In early February of 2022, media outlets reported on a bipartisan group of senators expressing support for an independent commission to investigate the origins of the pandemic and the federal response to it across both administrations. Modeled after the National Commission on Terrorist Attacks Upon the United States (aka the 9/11 Commission), this pandemic investigation would be comprised of a twelve-member panel with subpoena power. Two members of the Senate Health Committee, Patty Murray (D-WA) and Richard M. Burr (R-NC) were working on a draft of legislation to make this a reality. I applaud their efforts and urge readers to contact their senators to pledge their support of this commission. Much like this book, its job would be two-fold—to investigate how the response was handled and to offer recommendations for moving forward.

Among those recommendations, I hope they will include a provision to establish an office of National Pandemic Preparedness—an independent office whose oversight would supersede HHS and its preparedness plan. It would bring together not just the federal agencies and state and local governments, but the private sector and our research institutions that receive federal dollars. It should also include representatives from members of the community. Not only would this group oversee preparedness for future novel viral outbreaks, but by using national data tracking systems, it would also take on other current health pandemics—obesity, diabetes, cardiovascular diseases, and opioid and other addictions.

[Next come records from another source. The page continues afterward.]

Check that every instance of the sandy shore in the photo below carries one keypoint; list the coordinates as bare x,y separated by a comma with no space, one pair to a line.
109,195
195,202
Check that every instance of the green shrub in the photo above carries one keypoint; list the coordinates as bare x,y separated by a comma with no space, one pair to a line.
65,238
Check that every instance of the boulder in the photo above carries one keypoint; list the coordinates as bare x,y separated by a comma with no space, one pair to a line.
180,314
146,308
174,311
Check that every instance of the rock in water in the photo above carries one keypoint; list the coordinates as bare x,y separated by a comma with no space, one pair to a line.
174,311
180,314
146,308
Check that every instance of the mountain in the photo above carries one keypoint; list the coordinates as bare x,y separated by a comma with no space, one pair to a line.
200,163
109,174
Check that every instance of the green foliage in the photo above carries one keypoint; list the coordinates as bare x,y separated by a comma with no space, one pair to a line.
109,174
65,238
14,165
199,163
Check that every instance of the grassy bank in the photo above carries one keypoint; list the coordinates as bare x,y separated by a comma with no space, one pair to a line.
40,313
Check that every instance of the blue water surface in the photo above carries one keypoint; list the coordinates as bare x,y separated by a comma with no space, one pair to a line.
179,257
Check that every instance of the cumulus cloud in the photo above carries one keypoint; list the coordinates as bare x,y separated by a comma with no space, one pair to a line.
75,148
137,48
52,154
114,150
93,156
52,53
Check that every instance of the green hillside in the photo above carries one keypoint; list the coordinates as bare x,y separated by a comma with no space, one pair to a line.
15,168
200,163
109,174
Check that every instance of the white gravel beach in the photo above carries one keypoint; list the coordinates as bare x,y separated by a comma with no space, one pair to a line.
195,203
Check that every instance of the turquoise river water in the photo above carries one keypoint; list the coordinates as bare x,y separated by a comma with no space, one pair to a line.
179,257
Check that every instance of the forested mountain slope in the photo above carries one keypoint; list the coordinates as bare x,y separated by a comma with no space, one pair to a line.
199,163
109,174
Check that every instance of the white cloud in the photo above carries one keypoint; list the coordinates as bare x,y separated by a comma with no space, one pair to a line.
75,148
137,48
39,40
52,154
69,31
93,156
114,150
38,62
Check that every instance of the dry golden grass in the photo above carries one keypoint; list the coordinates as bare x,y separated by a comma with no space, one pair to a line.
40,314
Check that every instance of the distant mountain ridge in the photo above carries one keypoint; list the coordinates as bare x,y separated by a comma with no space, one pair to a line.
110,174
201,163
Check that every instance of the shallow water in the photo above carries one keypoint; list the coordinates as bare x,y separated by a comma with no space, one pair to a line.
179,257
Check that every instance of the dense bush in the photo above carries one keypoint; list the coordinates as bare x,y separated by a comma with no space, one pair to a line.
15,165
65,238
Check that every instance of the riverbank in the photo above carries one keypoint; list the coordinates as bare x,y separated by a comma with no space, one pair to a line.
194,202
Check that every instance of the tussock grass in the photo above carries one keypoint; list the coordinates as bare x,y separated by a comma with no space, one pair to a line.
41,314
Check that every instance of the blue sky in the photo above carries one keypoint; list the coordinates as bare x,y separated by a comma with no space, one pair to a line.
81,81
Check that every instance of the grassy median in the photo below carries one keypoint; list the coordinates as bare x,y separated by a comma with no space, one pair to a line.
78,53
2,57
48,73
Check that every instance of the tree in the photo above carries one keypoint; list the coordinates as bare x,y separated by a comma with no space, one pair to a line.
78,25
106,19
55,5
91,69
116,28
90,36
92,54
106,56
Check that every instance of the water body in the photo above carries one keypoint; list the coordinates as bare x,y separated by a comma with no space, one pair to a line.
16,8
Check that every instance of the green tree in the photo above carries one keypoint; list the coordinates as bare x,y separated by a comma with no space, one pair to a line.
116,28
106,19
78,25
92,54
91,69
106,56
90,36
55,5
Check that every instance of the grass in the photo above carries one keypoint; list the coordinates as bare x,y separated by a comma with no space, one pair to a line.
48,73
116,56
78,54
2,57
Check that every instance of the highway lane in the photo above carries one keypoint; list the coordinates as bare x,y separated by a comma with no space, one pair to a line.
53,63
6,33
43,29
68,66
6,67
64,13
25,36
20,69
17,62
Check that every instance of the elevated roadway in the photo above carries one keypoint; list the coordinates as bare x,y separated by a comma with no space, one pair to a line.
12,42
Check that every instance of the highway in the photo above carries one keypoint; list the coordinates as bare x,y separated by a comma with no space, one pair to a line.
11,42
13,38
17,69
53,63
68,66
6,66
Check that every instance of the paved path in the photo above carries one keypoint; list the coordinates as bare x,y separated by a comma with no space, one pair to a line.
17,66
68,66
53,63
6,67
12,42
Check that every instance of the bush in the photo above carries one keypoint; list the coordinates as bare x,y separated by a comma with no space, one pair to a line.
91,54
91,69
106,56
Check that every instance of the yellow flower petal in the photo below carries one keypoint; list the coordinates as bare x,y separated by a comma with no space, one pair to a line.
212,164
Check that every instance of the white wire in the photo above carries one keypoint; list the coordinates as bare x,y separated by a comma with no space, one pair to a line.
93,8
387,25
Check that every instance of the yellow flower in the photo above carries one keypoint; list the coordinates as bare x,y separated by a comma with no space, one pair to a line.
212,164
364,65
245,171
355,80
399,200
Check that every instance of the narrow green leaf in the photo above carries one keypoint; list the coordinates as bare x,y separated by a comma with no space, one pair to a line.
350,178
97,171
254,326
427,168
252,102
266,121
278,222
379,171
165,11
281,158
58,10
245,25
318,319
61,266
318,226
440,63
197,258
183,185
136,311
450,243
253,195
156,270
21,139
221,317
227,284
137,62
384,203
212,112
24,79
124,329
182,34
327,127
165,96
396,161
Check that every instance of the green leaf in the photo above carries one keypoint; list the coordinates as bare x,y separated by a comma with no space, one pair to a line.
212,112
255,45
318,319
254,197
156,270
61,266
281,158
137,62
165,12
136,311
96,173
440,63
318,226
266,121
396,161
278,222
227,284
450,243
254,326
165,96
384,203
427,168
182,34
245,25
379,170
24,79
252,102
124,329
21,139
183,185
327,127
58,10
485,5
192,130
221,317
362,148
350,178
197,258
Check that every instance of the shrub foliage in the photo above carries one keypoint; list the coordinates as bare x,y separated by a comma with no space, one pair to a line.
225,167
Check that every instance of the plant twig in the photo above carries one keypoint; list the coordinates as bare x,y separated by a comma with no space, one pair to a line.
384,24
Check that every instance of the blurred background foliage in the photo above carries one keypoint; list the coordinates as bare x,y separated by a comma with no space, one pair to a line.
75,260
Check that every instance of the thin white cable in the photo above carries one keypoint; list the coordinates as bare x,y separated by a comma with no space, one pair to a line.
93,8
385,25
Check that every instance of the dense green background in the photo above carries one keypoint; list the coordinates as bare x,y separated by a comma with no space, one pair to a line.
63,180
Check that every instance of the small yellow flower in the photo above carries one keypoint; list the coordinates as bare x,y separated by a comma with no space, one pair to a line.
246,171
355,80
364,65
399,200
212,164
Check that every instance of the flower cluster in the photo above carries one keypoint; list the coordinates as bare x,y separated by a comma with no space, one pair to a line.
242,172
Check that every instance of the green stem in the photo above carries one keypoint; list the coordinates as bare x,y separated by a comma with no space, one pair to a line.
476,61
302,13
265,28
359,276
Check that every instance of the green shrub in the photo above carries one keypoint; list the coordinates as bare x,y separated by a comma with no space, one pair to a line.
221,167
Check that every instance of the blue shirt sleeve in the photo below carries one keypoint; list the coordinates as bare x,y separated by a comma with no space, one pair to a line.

If 9/11 permanently altered the intelligence community, Covid-19 must similarly force a reckoning at HHS and other related agencies. The federal institutions must evolve to address the failures that have occurred so that they are better prepared to embrace the kinds of approaches that will protect us in the future. And often these kinds of commissions are the only way to instigate that kind of broad, dramatic change when it comes to institutions as entrenched as these.

It is my greatest hope that 2022 will see our response to this pandemic, individually and collectively, adapt to the evolving nature of the outbreaks. We have to hold on to what has been successful, adapt, and understand that the cyclical nature of the surges demands different things from us. Just as our immune systems can break down over time, so does our ability to remain vigilant. A constant state of hyper-vigilance isn’t healthy, possible, or needed. Using the right tools at the right time, we can learn how to live with this virus, while we continue to evolve and develop even better tools. Science and medicine have an amazing track record of success in eradicating some diseases, and treating and managing those that were once considered death sentences, and I’m confident that a similar story arc is one we can expect with Covid-19. As much as I am a worrier, I am also a believer. I don’t just believe that we have to do better; I know that we will.